Light scattering technique for estimating soot mass loading in diesel particulate filters

• Published in: International journal of engine research Vol. 10; no. 5; pp. 323 - 336
• Main Authors: Kamimoto, T, Murayama, Y, Minagawa, T, Minami, T
• Format: Journal Article
• Language: English
• Published: London, England SAGE Publications 01.10.2009; SAGE PUBLICATIONS, INC
• Subjects: Atoms & subatomic particles; Calibration; Data analysis; Diesel engines; Diesel fuels; Emissions; Engine control; Fluid filters; Fuel economy; Fuels; Laser beams; Light scattering; Luminous intensity; Mathematical models; Measurement techniques; Nitric oxide; Nitrogen dioxide; Portability; Pressure drop; Real time; Regeneration; Soot; Temperature; Time measurement; diesel engine; light scattering; laser diagnostics; soot emissions; diesel particulate filter
• ISSN: 1468-0874; 2041-3149
• DOI: 10.1243/14680874JER03109

Abstract The real-time estimation of soot mass loading on diesel particulate filters (DPF) is essential to assure perfect and fuel efficient regeneration.
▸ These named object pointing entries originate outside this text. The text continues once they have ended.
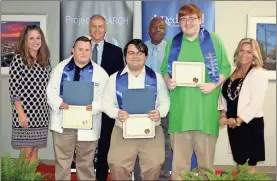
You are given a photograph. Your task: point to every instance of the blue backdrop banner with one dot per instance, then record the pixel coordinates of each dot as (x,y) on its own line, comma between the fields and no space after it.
(168,10)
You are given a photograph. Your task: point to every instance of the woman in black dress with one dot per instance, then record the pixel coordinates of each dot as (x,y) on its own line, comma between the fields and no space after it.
(28,78)
(241,103)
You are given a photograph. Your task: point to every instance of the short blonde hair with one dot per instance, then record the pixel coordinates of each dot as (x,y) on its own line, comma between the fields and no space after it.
(258,60)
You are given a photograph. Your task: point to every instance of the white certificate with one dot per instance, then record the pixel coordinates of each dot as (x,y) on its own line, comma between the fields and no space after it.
(188,73)
(77,117)
(138,126)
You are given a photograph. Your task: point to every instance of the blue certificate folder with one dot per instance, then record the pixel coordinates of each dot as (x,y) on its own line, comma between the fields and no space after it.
(78,93)
(138,101)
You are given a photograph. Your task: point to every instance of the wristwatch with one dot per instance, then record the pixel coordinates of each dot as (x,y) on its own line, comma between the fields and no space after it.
(238,123)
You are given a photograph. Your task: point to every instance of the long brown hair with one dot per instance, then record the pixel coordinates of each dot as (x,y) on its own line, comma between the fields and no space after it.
(23,50)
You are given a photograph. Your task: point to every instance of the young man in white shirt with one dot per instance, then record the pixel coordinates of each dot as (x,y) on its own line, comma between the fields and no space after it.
(78,67)
(123,152)
(156,50)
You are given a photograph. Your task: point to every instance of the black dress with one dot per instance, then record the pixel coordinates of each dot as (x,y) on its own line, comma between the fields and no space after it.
(247,140)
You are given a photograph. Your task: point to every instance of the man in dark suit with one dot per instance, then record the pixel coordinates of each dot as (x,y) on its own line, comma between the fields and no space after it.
(110,57)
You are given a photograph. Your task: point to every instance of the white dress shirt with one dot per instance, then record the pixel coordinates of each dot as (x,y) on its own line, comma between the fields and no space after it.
(110,104)
(100,78)
(251,97)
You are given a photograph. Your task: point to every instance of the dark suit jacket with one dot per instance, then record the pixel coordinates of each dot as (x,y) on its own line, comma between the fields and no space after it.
(112,58)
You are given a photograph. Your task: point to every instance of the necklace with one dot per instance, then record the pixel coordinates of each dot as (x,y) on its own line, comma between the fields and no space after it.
(237,91)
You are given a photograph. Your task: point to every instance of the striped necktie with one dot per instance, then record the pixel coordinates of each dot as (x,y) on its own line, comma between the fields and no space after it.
(94,53)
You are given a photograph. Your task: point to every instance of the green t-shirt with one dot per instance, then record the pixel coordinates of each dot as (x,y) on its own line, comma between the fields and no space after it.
(190,109)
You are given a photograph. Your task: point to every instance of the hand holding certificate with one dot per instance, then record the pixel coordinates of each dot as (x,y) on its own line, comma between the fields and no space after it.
(78,97)
(138,126)
(138,103)
(190,74)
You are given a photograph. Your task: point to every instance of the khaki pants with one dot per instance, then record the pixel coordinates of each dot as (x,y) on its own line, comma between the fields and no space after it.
(123,153)
(64,146)
(183,145)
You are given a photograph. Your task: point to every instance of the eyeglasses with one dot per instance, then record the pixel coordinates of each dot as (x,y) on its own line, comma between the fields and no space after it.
(139,53)
(189,20)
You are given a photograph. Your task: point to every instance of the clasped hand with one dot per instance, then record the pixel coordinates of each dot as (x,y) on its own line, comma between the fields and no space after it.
(154,115)
(231,122)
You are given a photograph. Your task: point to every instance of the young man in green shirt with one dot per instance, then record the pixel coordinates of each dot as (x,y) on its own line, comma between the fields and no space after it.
(193,115)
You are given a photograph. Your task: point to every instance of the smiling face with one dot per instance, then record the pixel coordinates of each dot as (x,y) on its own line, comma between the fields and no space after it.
(97,29)
(33,41)
(190,25)
(157,30)
(190,19)
(81,52)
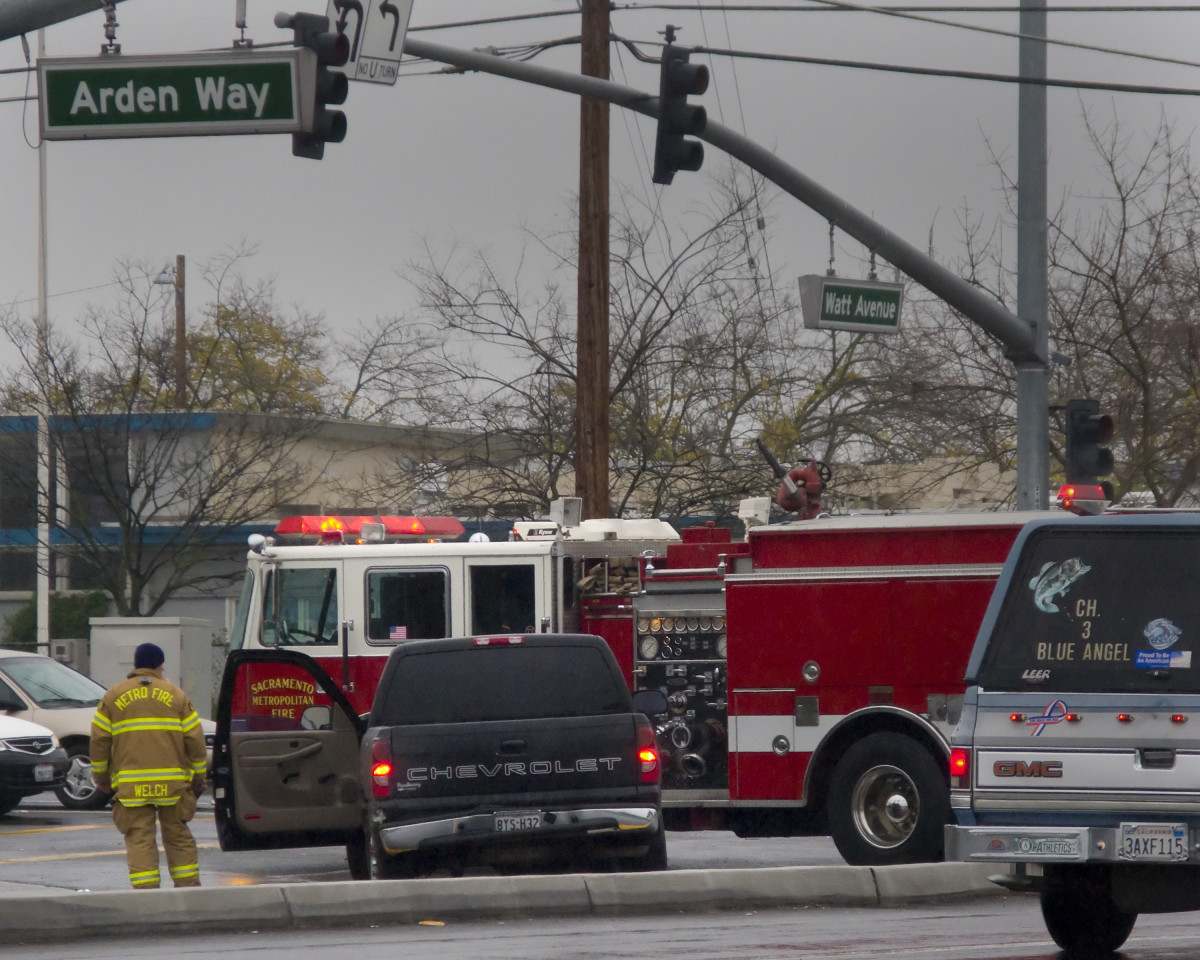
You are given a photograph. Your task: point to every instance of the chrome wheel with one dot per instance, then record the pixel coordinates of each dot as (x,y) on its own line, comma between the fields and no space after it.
(886,805)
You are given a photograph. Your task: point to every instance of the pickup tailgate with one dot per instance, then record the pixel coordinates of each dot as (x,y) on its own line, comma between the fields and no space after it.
(1086,754)
(515,761)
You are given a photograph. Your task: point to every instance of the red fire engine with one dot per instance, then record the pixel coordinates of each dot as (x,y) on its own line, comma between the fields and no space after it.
(813,670)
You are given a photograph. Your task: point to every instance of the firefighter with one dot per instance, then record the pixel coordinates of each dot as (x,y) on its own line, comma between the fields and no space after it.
(148,751)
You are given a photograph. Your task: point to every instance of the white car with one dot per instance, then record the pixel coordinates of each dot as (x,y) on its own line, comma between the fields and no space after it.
(45,691)
(30,761)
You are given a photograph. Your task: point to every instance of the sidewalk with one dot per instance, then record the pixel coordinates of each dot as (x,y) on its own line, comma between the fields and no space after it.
(30,912)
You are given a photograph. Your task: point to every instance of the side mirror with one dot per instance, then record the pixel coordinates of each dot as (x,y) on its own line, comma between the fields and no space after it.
(317,718)
(649,702)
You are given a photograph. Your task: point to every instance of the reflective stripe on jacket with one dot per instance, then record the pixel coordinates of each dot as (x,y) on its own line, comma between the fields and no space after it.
(147,741)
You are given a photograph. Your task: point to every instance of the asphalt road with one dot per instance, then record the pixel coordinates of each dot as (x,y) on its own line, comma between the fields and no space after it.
(43,845)
(63,876)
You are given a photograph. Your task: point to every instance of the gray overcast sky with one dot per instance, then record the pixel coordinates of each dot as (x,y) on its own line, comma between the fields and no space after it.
(473,157)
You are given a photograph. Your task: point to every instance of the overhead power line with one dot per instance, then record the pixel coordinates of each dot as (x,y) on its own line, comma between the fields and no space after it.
(966,75)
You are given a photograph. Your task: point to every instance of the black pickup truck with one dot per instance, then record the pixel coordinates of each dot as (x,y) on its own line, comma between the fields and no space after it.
(511,751)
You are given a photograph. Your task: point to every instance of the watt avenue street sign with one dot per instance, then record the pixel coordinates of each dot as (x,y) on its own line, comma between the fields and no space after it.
(869,306)
(181,95)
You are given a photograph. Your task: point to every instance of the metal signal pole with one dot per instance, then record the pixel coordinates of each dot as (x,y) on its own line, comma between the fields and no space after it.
(592,360)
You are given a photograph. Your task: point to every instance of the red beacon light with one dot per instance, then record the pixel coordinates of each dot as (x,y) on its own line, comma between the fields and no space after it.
(367,529)
(1085,499)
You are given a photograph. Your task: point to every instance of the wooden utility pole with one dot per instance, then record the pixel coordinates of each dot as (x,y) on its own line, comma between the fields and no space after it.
(180,337)
(592,363)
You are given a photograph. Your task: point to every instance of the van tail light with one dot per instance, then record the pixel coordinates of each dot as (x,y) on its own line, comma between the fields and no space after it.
(960,767)
(647,753)
(381,769)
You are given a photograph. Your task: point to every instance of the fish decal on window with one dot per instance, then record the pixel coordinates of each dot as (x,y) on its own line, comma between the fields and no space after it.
(1054,580)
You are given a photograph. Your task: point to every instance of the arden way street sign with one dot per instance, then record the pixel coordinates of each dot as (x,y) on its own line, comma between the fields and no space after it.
(169,96)
(864,305)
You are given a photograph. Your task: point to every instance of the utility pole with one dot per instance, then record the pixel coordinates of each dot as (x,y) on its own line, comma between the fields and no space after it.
(1032,376)
(592,359)
(180,337)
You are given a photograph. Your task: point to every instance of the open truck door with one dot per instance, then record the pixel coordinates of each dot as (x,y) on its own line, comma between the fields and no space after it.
(286,761)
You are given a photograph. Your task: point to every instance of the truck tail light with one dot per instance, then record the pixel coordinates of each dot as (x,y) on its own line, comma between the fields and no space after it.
(647,754)
(960,767)
(381,769)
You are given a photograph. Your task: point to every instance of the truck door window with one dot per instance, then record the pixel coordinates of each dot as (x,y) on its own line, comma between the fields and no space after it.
(300,606)
(407,605)
(502,599)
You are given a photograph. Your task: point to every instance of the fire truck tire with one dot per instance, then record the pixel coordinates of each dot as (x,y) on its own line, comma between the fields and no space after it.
(888,803)
(1080,916)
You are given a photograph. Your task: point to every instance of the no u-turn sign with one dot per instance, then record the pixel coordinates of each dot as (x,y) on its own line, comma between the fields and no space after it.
(376,29)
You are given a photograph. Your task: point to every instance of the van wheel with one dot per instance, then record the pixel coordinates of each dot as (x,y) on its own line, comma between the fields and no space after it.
(888,802)
(1080,916)
(655,858)
(78,791)
(357,857)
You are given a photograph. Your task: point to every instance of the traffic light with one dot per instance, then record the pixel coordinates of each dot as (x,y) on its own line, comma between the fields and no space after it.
(319,85)
(677,118)
(1087,431)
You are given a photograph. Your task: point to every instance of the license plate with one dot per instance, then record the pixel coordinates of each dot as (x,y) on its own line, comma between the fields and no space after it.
(505,822)
(1153,841)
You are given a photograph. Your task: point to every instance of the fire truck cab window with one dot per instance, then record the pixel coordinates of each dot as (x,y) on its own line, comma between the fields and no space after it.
(300,606)
(502,599)
(407,605)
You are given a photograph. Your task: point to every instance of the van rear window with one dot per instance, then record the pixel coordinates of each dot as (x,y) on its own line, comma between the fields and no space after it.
(1101,610)
(501,683)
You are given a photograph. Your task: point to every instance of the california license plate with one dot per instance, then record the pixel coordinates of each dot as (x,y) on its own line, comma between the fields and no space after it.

Computer models based on the pressure drop across the DPF are usually installed in the engine control unit to estimate the soot mass loading during vehicle driving, but this approach is still subject to uncertainty about the lack of resources available. The aim of this study is to develop a portable instrument that can make real-time measurements of soot mass loading under transient mode for calibrating the models. The instrument is based on the light scattering technique: A laser beam illuminates diesel particles in a small exhaust sample and the intensity of scattered light from soot particles is reduced to soot mass concentration using calibration data obtained under steady engine operating conditions. It is demonstrated that the prototype instrument can measure the temporal variations of cumulative soot mass and filtration efficiency of a diesel particulate filter under a transient mode, and that it has a minimum detectable concentration of 5 μg/m3, which is low enough to detect the particle breakthrough in the DPF. The proposed technique has potential to be applied for on-board diagnostics if the device is downsized.